We decided it would be best, and least expensive, to lure any invading forces INTO Fort Sutter by piling treats within its walls, then bar the mighty doors behind them and not let them out until they learn to behave.


  1. Sounds like a plan to me. Fill them full of sugary and salty treat type yummies....they'll never want to leave.

  2. That's the most reasonable planning I've ever seen. That and the 2 boys with a cigarette being the offensive strategy.

  3. And if they don't learn to behave you could threaten them with two boys and a cigarette.


  4. Even though it's distressing to hear that two boys and a cigarette could destroy Castle Krasna Horka, it's extremely encouraging to know that your chief advisers have devised a plan to thwart Sacramento invaders with only a chalkboard and some tempting treats.
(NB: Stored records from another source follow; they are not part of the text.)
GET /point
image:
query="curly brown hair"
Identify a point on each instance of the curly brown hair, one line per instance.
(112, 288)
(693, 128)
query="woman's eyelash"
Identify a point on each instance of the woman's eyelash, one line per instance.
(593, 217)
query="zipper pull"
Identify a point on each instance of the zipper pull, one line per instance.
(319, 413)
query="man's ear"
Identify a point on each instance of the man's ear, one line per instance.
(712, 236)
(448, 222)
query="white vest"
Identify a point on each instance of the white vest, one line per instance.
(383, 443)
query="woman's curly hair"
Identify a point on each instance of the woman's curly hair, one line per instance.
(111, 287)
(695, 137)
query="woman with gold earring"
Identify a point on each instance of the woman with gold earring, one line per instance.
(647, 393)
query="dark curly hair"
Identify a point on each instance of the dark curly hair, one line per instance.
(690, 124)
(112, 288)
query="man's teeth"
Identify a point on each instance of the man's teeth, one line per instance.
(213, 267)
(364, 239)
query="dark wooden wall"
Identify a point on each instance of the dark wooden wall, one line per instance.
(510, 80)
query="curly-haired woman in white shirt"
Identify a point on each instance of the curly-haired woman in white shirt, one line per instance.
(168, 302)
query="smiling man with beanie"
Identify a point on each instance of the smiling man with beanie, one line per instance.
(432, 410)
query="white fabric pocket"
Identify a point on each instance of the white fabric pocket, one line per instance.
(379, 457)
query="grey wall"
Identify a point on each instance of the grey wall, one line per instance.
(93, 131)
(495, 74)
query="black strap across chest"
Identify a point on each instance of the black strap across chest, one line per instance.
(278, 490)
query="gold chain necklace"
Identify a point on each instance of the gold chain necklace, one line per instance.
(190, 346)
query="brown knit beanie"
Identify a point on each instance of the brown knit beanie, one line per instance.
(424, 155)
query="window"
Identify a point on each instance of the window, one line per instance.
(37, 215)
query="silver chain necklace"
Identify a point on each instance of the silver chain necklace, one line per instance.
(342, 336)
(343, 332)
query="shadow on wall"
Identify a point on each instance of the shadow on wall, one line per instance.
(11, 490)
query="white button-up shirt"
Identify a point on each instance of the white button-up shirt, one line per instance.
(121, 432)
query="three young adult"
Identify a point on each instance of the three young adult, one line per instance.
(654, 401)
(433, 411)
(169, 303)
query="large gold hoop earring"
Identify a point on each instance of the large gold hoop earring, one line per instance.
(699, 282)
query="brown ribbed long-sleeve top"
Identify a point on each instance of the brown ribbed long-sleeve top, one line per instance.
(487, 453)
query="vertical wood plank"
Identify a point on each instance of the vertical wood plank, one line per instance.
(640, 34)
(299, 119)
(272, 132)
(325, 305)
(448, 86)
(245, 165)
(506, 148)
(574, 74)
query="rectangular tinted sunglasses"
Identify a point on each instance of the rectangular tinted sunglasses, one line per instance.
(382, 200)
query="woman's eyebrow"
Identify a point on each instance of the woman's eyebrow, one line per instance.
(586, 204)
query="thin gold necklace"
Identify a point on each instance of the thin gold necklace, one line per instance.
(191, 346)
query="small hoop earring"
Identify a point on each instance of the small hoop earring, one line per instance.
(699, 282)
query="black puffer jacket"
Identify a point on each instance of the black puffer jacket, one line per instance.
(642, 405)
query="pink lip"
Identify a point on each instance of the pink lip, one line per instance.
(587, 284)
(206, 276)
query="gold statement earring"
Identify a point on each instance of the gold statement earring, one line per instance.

  5. Hey our leaders always fall a bit short in the planning department so I think this is a perfectly reasonable solution.

  6. I like how you think.

    I can be lured with eclairs and home-made fudge.



  7. Simple answers to complex questions. It might be good to start storing up on the M&Ms.

  8. Good chocolate will lure the invading women into your trap, but whatcha gonna use to get the men? Beer, maybe?

    Another fun post, dude.

  9. Hmmmm, what kind of treats? I'll be right there.

  10. I think there's a hungry witch in a forest with that same plan! Only hers, involving a gingerbread house, is slightly more sinister. I like yours better. I especially like your chief engineer's blueprints.

  11. Those chief advisors are smart cookies...good plan!